The "Maximize Throughput for Network Applications" is the optimal setting for Microsoft BackOffice applications such as Microsoft SQL Server, SNA Server, and Systems Management Server. With this option set, network application access has priority over file cache access to memory (4 MB of memory is allocated to available memory for starting up and running local applications). In addition, the amount of memory allocated to the server service (for such resources as InitWorkItems, MaxWorkItems, RawWorkItems, MaxPagedMemory, MaxNonPagedMem, ThreadCountAdd, BlockingThreads, MinFreeConnections, and MaxFreeConnection) is appropriately optimized for this choice.

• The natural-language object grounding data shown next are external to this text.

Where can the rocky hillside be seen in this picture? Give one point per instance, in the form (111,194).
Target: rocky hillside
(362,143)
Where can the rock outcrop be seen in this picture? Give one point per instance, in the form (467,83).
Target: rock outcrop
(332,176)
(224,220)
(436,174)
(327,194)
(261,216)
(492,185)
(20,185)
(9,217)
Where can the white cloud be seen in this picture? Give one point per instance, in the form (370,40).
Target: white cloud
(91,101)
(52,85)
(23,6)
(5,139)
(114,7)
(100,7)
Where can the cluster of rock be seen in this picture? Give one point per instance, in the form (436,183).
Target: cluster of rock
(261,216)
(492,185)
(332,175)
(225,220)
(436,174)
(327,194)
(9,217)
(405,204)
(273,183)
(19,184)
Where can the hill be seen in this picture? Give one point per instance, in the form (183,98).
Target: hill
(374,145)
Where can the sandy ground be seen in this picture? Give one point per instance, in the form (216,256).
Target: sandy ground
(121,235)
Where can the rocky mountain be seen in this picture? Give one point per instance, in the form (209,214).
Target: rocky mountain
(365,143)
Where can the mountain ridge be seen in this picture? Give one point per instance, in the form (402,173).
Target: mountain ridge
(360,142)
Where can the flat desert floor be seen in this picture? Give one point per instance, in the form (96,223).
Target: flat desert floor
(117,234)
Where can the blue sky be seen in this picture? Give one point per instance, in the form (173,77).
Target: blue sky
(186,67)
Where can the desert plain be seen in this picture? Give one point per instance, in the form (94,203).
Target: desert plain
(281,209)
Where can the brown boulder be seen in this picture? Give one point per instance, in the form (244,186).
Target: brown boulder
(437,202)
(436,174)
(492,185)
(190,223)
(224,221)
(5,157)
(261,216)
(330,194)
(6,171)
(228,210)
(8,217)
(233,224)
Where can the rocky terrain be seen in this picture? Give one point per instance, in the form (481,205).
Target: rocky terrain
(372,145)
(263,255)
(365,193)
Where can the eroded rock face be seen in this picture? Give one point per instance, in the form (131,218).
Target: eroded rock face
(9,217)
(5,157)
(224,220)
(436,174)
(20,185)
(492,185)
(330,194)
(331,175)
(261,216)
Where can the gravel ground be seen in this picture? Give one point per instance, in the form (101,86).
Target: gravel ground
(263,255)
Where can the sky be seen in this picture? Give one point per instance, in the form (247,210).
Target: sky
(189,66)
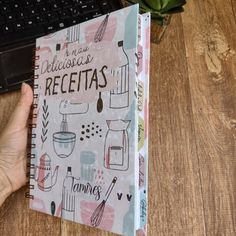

NTFS is best for use on volumes of about 400 MB or more. This is because performance does not degrade with larger volume sizes under NTFS as it does under FAT. As the size of the volume increases, performance with FAT will quickly decrease. When using the FAT file system, the disk space taken by files is more than the space taken when using NTFS. FAT file system uses clusters to allocate disk space for files. Clusters are the smallest allocation units that the file system uses to allocate space for the files. For example, for a 1-byte file, 1 cluster will be allocated, thus wasting all of the unused space. When a large number of small files are stored on a FAT partition, the cluster size may tend to waste a large amount of disk space. The cluster size is dependent on the size of the logical drive. FAT can only track a maximum of 64K clusters since there are 64K entries in the File Allocation Table. That would indicate that the cluster size will increase for large drives, in order to access the whole drive. The maximum cluster size is 64K, thus making the largest logical drive size to be 4 gigabytes (GB). With NTFS there is a limit, however, it's 264.